Tracking-Tools: Diese Daten sind echt heiss!

Analyse
Dec 07,2016

Tracking-Tools: Diese Daten sind echt heiss!

Torwart Manuel Neuer spielt unter Pep Guardiola mit einem viel weiteren Aktionsradius nach vorne. Der Outdoor-Ausrüster Jack Wolfskin analysiert mithilfe von Kameras, in welchen Bereichen sich die Kunden in den Geschäften bewegen. So unterschiedlich diese beiden Erkenntnisse sind – die Analyse erfolgt in beiden Fällen durch sogenannte Heatmaps.

Wie auch Sie von diesen Tracking-Tools profitieren können, verraten wir Ihnen in diesem Artikel. Vertiefte Nutzeranalysen sind heute für jedermann möglich und werden jedem Anspruch gerecht, auch bei bescheideneren Budgets. So können Klicks, Mausbewegungen und Interaktionen einzelner Nutzer problemlos aufgezeichnet werden – in Echtzeit. Mit den gewonnen Ergebnissen können mögliche Usability-Probleme einer Website oder eines Online-Shops aufgezeigt. Ein besonderer Vorteil ist hier die „gewöhnliche“ Nutzersituation, die im Gegensatz zum Usability-Test im Labor unverzerrte Antworten liefern kann.

Es gibt eine Vielzahl von Tools, die sich vor allem in ihrem Funktionsumfang und Preismodell unterscheiden. Zu den bekanntesten zählen Hotjar, Crazyegg und Clicktale. Es lohnt sich, genau zu überlegen, welche Erkenntnisse man gewinnen will und dann entsprechend den vorhandenen Möglichkeiten das geeignete Tool aussucht.

Die nützlichsten Funktionen sind:

  • Heatmaps: Eine analytische Darstellungsform zur Visualisierung von Daten, mit verschiedenen Farben, die typischerweise Temperaturen zugeordnet werden. So besteht die klassische Heatmap aus den Farben Rot (für ganz heiß), Orange (für mittelheiß), Gelb (für warm), Grün (für kühl), Blau (für kalt).
  • Scrollmaps: Eine Variante von Heatmaps, bei der farblich dargestellt wird, welcher Bereich einer Website am meisten betrachtet wird bzw. inwiefern Benutzer auf einer Website scrollen.
  • User-Recordings: Jede Aktivität auf der Seite wird aufgezeichnet. Das ist besonders interessant bei Formularen.  So lassen sich an dieser Stelle schnell Fehler finden, korrigieren und die Conversionrate verbessern.

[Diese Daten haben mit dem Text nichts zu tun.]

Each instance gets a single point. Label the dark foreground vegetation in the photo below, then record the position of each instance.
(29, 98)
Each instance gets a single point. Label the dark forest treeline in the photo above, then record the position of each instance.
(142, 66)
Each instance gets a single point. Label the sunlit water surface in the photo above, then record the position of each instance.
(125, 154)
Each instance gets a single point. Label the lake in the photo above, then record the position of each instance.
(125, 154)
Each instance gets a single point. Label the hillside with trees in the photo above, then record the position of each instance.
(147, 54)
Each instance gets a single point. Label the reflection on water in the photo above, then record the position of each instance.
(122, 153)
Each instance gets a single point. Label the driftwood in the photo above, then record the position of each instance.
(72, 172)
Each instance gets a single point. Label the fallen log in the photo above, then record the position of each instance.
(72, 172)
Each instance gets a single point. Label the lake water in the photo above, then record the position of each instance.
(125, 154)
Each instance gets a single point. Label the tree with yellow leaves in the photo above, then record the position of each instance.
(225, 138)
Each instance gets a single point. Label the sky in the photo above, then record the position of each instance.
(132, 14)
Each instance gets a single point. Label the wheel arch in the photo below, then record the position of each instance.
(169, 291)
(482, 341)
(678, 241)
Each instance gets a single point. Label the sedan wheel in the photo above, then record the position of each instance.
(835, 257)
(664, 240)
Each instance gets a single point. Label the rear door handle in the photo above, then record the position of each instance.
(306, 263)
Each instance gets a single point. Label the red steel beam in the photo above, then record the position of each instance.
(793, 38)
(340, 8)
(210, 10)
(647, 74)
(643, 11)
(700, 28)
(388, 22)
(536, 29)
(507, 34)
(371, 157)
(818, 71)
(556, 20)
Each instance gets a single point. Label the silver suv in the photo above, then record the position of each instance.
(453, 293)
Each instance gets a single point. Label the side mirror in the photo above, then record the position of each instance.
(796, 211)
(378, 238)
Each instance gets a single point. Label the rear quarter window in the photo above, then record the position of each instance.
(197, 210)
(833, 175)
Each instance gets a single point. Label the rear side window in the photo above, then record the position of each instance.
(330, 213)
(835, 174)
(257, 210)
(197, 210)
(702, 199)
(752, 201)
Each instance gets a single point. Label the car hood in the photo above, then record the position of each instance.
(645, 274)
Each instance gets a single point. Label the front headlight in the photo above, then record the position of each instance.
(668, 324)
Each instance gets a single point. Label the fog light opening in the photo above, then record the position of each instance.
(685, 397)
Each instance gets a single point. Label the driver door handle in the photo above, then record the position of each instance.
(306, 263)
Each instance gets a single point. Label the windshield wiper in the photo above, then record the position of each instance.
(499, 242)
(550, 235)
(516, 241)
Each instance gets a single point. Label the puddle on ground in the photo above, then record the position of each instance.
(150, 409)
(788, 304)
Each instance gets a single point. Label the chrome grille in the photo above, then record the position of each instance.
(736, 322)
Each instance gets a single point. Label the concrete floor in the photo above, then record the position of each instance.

Das Nutzerverhalten auf einer Website kann so bis ins letzte Detail analysiert werden. Das birgt allerdings auch gewisse Gefahren. Einerseits sollte beachtet werden, dass eine gewisse kritische Masse an Daten vorhanden ist, um ein eindeutiges Bild und klare Tendenzen zu erkennen. Andererseits braucht es einiges Erfahrung, um aus den gewonnen Informationen auch die richtigen Schlussfolgerungen zu ziehen. Klicken die Besucher beispielsweise sehr häufig auf ein Foto, stellt sich die Frage, ob sie Foto lediglich vergrössert ansehen wollen oder ob sie dahinter eine Schaltfläche oder weiterführende Informationen vermuten.